# Just a rant



## EquestrianHollywood (Aug 13, 2009)

....Blaze -_- ...Theres my oppinion of this mare. As you know Shelbs.


----------



## horseluver2435 (May 27, 2009)

Yep. Grr. 

I think the only other horse that has bothered me this much was either:
-Blackjack
-Dealer
-China


----------



## EquestrianHollywood (Aug 13, 2009)

Dealers the only one on that list that doesn't bug at me. But Blaze OOO that horse is gonna do somethin big, I can just feel it.


----------



## starlinestables (Nov 24, 2008)

You must work for the barn. LOL this sounds like something my assistant would say about a few of our boarders.


----------



## horseluver2435 (May 27, 2009)

Yeah, I muck stalls and feed and water the horses. I tell you, she's the worst horse to move around. She also doesn't like to be caught in the field.


----------



## ivorygold1195 (May 27, 2009)

She walks in hand fine... and I think if she wasn't so expensive she would have been a fine buy cus she lets the kids do whatever and they don't need her to look pretty because they never want to show. And she acts fine is Wiseman's old stall for me... I dont like her but I dont think she is a bad horse.


----------



## ivorygold1195 (May 27, 2009)

Also, wasnt the day you did chores the first day she was there? or just a couple after? I can understand her being a little rude for her first day.


----------



## apachiedragon (Apr 19, 2008)

A lot of you guys must be at the same barn, lol. Well, feel free to rant away. Sounds like she needs some manners refreshed. As far as the price, some people have too much money for their own good. Can't blame the seller for putting a high price tag on her if someone was silly enough to pay it, but maybe they didn't know any better. But hopefully with some attention and proper care (which I'm guessing she didn't get before), she'll turn out okay BEFORE she hurts someone.
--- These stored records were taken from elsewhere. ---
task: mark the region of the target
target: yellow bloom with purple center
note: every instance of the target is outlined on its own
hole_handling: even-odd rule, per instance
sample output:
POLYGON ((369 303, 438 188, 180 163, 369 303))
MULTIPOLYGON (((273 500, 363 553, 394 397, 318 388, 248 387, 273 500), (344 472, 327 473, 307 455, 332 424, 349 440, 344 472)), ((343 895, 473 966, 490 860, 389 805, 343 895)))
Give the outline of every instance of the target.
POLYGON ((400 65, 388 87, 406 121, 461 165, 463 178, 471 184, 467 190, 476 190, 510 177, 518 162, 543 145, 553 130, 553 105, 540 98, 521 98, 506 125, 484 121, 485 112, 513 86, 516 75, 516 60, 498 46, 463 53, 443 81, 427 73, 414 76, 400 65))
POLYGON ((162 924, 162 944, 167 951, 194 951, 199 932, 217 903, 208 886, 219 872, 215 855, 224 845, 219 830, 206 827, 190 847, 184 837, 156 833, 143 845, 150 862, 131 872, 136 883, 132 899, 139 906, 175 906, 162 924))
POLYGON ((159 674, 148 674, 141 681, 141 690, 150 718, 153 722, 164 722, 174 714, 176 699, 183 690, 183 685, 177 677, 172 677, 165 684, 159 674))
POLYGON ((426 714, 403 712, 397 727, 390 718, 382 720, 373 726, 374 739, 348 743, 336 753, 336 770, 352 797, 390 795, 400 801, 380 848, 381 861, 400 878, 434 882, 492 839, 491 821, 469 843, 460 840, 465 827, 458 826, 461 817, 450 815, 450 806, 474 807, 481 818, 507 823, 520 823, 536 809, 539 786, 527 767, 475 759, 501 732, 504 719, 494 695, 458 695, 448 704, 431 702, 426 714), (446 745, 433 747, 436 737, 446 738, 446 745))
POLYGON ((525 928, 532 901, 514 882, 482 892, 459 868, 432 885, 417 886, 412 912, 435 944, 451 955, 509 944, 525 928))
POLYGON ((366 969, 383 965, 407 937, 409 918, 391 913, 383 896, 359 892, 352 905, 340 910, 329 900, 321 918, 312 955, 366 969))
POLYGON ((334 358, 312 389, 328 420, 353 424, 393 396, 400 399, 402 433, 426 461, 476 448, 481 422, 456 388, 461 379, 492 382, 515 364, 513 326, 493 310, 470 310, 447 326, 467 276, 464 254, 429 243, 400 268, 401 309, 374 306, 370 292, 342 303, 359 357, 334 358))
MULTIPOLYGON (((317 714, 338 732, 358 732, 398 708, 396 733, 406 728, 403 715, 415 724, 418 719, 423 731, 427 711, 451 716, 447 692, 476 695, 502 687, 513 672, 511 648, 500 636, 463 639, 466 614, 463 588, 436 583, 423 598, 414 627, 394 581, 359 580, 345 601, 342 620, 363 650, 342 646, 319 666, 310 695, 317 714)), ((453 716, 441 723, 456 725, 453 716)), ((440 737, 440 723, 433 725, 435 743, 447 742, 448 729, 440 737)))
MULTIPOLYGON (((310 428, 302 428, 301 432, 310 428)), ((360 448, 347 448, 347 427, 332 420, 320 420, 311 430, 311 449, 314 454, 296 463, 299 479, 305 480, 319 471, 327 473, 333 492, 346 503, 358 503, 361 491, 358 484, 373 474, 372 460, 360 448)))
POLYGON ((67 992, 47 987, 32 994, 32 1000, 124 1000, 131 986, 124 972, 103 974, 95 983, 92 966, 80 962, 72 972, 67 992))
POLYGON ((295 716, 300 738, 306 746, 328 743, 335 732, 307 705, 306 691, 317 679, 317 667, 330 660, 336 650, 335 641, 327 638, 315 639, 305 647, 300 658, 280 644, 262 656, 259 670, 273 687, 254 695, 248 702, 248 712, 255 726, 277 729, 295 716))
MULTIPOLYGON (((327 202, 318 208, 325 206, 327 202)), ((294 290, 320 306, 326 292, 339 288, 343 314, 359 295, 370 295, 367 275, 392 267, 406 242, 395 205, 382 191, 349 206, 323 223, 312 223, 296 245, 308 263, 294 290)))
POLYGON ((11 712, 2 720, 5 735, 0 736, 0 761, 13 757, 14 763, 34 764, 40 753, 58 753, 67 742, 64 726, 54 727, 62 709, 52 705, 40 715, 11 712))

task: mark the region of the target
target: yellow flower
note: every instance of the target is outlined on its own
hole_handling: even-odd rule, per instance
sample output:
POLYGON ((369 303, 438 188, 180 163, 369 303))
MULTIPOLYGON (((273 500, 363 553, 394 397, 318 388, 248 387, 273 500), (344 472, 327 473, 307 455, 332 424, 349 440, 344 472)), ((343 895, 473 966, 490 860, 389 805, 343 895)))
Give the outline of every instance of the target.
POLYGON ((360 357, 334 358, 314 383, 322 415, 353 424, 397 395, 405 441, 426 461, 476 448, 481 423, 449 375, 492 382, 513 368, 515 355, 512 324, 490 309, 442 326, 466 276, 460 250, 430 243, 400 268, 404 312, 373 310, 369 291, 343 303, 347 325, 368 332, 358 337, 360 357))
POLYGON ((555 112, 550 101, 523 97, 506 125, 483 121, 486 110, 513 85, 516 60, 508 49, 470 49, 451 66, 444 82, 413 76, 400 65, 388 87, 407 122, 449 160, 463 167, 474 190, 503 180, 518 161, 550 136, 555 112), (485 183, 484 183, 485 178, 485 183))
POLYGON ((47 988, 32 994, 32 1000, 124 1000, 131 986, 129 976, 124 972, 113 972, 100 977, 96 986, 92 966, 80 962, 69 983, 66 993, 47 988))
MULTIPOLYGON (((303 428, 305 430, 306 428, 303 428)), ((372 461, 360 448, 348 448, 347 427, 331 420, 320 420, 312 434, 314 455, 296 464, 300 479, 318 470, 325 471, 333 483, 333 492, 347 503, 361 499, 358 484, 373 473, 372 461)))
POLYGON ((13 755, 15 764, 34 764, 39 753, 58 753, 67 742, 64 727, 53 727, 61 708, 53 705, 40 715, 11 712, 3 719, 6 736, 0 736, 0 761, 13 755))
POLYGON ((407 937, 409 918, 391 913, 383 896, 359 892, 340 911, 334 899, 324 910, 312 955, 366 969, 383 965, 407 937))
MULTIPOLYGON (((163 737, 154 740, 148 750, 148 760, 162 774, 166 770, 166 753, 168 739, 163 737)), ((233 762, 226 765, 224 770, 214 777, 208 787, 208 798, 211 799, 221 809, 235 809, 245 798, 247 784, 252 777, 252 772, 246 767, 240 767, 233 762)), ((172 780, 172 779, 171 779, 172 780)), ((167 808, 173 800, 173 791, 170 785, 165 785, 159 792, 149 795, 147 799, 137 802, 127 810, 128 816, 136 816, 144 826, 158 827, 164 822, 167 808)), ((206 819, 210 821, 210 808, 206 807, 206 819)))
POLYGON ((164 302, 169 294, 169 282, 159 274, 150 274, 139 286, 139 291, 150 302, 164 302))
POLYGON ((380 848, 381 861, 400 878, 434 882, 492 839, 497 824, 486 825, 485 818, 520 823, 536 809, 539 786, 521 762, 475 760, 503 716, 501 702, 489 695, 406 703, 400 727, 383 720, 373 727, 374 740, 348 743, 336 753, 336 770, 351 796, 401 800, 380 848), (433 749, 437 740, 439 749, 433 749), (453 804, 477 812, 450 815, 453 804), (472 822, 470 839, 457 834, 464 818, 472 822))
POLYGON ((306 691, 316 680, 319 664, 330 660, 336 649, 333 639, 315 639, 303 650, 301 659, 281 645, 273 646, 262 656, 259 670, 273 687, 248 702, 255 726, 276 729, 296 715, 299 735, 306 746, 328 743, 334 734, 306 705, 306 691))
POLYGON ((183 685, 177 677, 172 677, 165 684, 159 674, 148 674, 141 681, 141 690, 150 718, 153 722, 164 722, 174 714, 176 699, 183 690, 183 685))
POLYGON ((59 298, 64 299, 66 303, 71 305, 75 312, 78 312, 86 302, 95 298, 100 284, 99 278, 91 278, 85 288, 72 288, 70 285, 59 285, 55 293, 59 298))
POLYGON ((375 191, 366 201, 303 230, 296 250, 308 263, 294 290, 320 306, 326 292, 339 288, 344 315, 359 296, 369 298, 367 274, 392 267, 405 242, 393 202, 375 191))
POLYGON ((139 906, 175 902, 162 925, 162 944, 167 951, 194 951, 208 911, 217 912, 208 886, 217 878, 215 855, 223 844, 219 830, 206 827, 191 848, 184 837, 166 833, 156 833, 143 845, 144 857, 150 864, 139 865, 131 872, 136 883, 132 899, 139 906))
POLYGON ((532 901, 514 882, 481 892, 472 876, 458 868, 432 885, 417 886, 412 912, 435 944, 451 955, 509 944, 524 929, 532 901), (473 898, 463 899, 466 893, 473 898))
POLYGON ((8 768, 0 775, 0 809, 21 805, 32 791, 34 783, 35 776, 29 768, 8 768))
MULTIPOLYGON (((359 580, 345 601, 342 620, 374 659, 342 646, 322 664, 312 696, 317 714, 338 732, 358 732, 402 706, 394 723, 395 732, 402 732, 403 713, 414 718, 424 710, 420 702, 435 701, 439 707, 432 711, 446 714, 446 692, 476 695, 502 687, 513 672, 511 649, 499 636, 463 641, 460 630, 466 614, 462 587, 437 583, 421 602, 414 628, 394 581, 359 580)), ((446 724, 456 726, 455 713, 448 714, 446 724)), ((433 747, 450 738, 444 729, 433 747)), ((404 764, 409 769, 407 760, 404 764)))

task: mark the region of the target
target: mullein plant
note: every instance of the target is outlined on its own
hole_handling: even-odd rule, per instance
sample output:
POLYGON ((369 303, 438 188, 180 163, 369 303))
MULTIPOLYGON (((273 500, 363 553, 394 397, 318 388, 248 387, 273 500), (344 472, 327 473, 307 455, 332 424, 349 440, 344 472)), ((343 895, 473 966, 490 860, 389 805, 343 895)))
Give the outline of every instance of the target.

Good luck to all of you who have to handle and work around her! It's no fun taking care of the difficult ones. :wink:


----------



## DakotaLuv (Mar 21, 2009)

Why are you so concerned? Can't you just ignore her? It doesn't sound like you have to deal with her other than doing chores around her and if you have to move her can you get a bucket of grain or pellets or hay and get her to come to you and then put the halter on? Or when you catch her give her a carrot or bite of apple or something? That will help, but ask her owners first. Just seems like there are better things to worry about than a little pony at the barn you board at.


----------



## haleylvsshammy (Jun 29, 2010)

I guess most of you guys board together... lol
She sounds like a pain, but, maybe after she's settled in she'll get better? I'm sure with consistant work (even if it's just people leading her to the pasture) she'll get better.


----------



## EquestrianHollywood (Aug 13, 2009)

On the up side she isn't an AWFUL ride. (Shelby you wouldn't know this but Honor is lame ) But I had to ride her in lessons today, and she just needs work on being consistant and her cantering cues. But other than that, shes really smooth. Okay, you may continue with your ranting and such.


----------